姜维一摸脑袋,望着邓艾喃喃道:“姓钟的姑娘?啊,一定是兰清。她怎么来啦?”惊喜得起身,恨不得一步踏出营门。
徐庶好奇地问道:“是谁能令小维反应如此强烈?”
邓艾偷笑道:“姜少一听说钟姑娘来看他心里就欢喜得不得了。这位钟姑娘可是长安廷尉钟繇的千金。”
“啊!这…”徐庶想到什么不便出口,转问道:“这位钟姑娘不会是作说客的吧?嘿嘿,好个钟元常搬出这一招?”

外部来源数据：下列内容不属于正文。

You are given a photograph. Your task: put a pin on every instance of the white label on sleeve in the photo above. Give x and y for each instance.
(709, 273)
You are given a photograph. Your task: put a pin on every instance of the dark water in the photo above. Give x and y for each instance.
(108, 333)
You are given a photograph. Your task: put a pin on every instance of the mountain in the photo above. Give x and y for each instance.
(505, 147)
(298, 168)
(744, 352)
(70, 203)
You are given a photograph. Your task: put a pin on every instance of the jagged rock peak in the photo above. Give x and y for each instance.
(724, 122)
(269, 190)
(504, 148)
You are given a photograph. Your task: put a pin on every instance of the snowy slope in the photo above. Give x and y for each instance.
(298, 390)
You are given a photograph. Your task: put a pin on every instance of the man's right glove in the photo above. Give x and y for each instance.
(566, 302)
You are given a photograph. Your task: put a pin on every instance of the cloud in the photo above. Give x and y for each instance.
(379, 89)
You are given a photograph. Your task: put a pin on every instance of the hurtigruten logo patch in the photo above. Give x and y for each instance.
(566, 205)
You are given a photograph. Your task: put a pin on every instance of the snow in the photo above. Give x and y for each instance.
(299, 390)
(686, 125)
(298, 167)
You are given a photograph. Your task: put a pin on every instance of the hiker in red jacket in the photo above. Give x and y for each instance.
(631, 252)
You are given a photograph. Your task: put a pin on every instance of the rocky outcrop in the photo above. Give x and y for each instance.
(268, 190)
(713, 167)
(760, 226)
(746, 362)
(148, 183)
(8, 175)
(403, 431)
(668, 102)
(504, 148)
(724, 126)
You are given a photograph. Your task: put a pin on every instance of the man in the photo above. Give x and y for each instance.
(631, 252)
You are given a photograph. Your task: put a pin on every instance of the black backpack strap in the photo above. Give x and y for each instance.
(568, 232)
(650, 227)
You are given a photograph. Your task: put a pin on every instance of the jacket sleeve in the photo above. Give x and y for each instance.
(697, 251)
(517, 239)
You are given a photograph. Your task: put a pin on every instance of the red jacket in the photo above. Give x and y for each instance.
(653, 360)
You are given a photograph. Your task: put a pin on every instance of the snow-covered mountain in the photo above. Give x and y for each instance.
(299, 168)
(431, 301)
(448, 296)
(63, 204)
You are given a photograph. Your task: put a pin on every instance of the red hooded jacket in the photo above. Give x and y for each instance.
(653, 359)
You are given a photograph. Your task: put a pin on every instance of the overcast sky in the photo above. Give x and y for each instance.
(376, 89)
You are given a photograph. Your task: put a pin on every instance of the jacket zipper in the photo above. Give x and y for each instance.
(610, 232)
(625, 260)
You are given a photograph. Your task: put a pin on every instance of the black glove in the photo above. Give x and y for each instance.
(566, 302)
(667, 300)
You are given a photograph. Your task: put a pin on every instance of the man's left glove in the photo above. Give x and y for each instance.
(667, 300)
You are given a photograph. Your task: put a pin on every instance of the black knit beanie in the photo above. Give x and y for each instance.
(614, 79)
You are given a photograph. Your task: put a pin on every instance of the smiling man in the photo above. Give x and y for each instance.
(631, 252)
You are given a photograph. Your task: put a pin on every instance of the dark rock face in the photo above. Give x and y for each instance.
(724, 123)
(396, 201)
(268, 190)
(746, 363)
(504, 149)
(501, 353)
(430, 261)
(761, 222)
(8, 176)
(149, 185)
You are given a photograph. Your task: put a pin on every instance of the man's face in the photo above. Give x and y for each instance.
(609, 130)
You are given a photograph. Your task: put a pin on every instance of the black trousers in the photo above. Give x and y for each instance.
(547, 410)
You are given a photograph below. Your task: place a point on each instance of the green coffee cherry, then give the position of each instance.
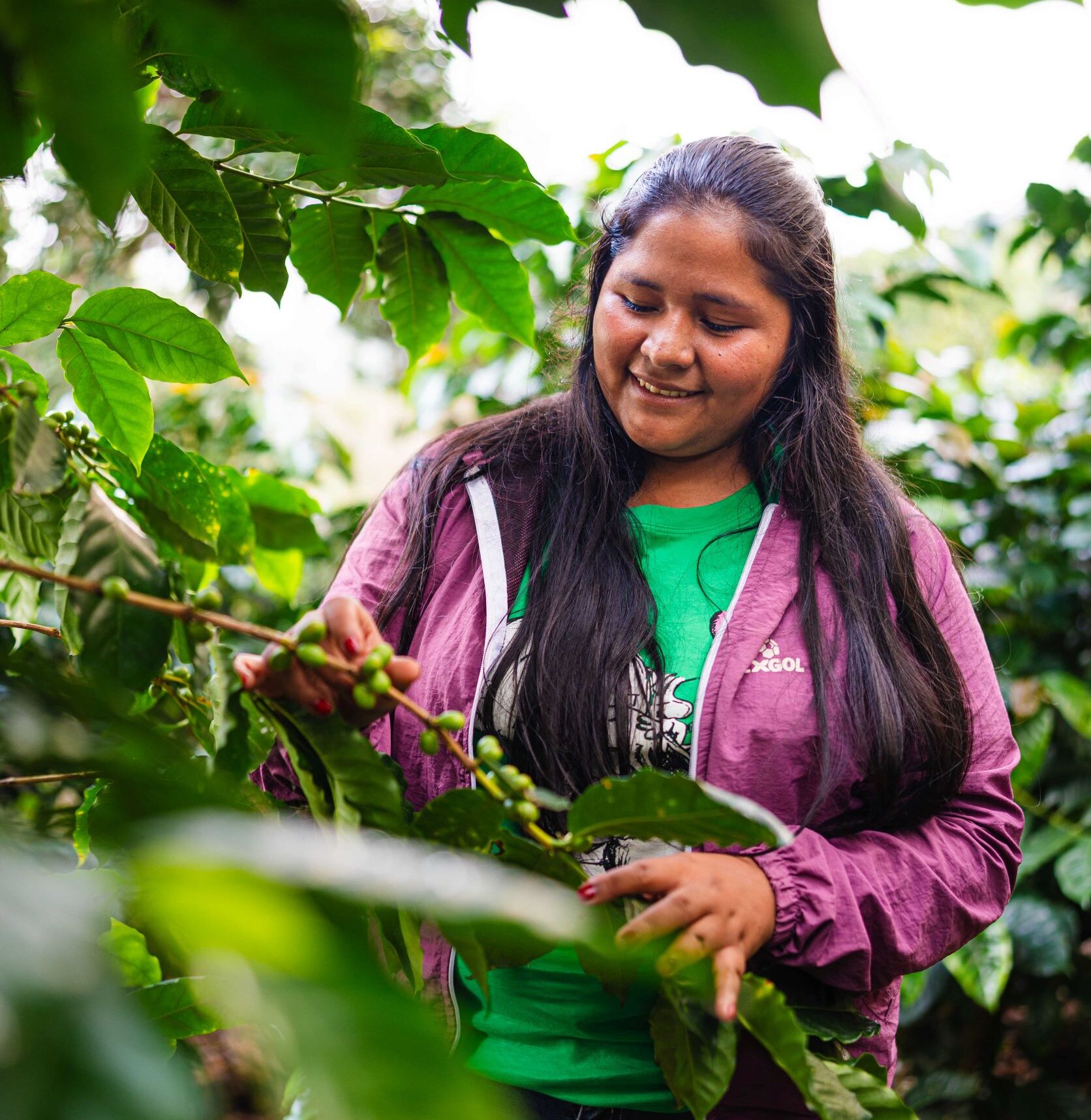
(209, 598)
(311, 654)
(115, 588)
(489, 749)
(200, 632)
(527, 812)
(363, 697)
(315, 631)
(379, 658)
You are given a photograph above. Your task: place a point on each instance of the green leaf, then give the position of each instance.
(281, 573)
(185, 200)
(222, 115)
(1073, 873)
(157, 336)
(864, 1079)
(1071, 697)
(475, 156)
(764, 1013)
(331, 247)
(20, 370)
(172, 483)
(695, 1050)
(416, 301)
(1043, 934)
(29, 526)
(174, 1008)
(654, 804)
(81, 832)
(121, 644)
(517, 211)
(1033, 737)
(462, 819)
(485, 278)
(381, 155)
(80, 75)
(129, 949)
(112, 395)
(983, 965)
(67, 548)
(264, 239)
(38, 459)
(33, 306)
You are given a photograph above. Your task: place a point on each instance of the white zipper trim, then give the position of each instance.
(491, 548)
(707, 668)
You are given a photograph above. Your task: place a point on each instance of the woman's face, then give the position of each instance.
(684, 309)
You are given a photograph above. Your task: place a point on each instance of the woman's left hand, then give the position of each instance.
(724, 904)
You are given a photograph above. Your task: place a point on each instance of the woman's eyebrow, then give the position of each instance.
(731, 301)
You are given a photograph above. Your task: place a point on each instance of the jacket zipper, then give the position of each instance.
(724, 620)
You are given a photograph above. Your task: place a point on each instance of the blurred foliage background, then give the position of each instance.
(975, 382)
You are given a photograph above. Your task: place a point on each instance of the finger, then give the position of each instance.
(643, 877)
(728, 963)
(678, 909)
(699, 940)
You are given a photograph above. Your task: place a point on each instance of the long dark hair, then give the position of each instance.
(903, 714)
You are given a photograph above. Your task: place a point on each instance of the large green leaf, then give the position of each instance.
(28, 526)
(129, 949)
(264, 239)
(695, 1050)
(185, 200)
(114, 395)
(381, 155)
(157, 336)
(331, 247)
(80, 78)
(290, 63)
(1071, 697)
(1073, 873)
(517, 211)
(462, 819)
(37, 457)
(485, 278)
(475, 156)
(1033, 737)
(764, 1013)
(983, 965)
(174, 1007)
(33, 306)
(416, 301)
(654, 804)
(121, 644)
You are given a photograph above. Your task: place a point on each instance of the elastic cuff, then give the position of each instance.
(780, 870)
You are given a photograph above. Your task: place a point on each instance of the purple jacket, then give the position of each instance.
(857, 912)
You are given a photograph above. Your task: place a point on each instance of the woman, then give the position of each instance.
(695, 536)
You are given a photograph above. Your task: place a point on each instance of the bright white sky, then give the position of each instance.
(1000, 97)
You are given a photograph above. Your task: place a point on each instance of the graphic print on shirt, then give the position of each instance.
(673, 755)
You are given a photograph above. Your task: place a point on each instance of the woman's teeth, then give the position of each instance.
(662, 392)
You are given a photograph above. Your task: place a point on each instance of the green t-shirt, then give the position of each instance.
(551, 1027)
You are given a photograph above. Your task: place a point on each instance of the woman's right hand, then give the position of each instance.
(351, 635)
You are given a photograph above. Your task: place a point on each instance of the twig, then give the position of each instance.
(10, 624)
(37, 779)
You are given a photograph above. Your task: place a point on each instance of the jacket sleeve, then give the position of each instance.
(861, 911)
(364, 573)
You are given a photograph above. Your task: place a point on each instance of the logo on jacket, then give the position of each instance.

“徐大哥担心钟繇使的美人计?今晚估计有场好戏看啦!”邓艾会意地笑道。
“我可没说!我可没说!”徐庶望着脸红红的姜维呵呵笑道。
“今晚什么好戏啊?”姜维一踏进营帐就发现气氛不对。身后紧跟着俏美大方的钟兰清。介绍之后,钟兰清神秘兮兮地望着邓艾道:“邓艾哥哥刚才说什么好戏啊?”
徐庶笑着道:“年青人的事情年青人慢慢解决。我先回营休息罗。”告辞离去。
邓艾起身笑道:“两个人的事情两个人慢慢解决。我先出营闲逛罗。”也想离开。
姜维哈哈笑道:“邓少,听兰清说某人想见你。”
“谁想见我?”邓艾好奇地注视着一边偷笑的钟兰清。
钟兰清调皮地说道:“姜维哥哥早就告诉我啦。你来洛阳是为了一个人。”
银屏。邓艾心头一震,在自己内心里已经很久没有想起她,但绝不是忘记她。从江陵不远万里来到洛阳,为了什么?还不就是为了银屏。来见银屏吗?看到她自己又能说些什么,做些什么?难道想告诉她:我很想念你?邓艾一时间茫然无措。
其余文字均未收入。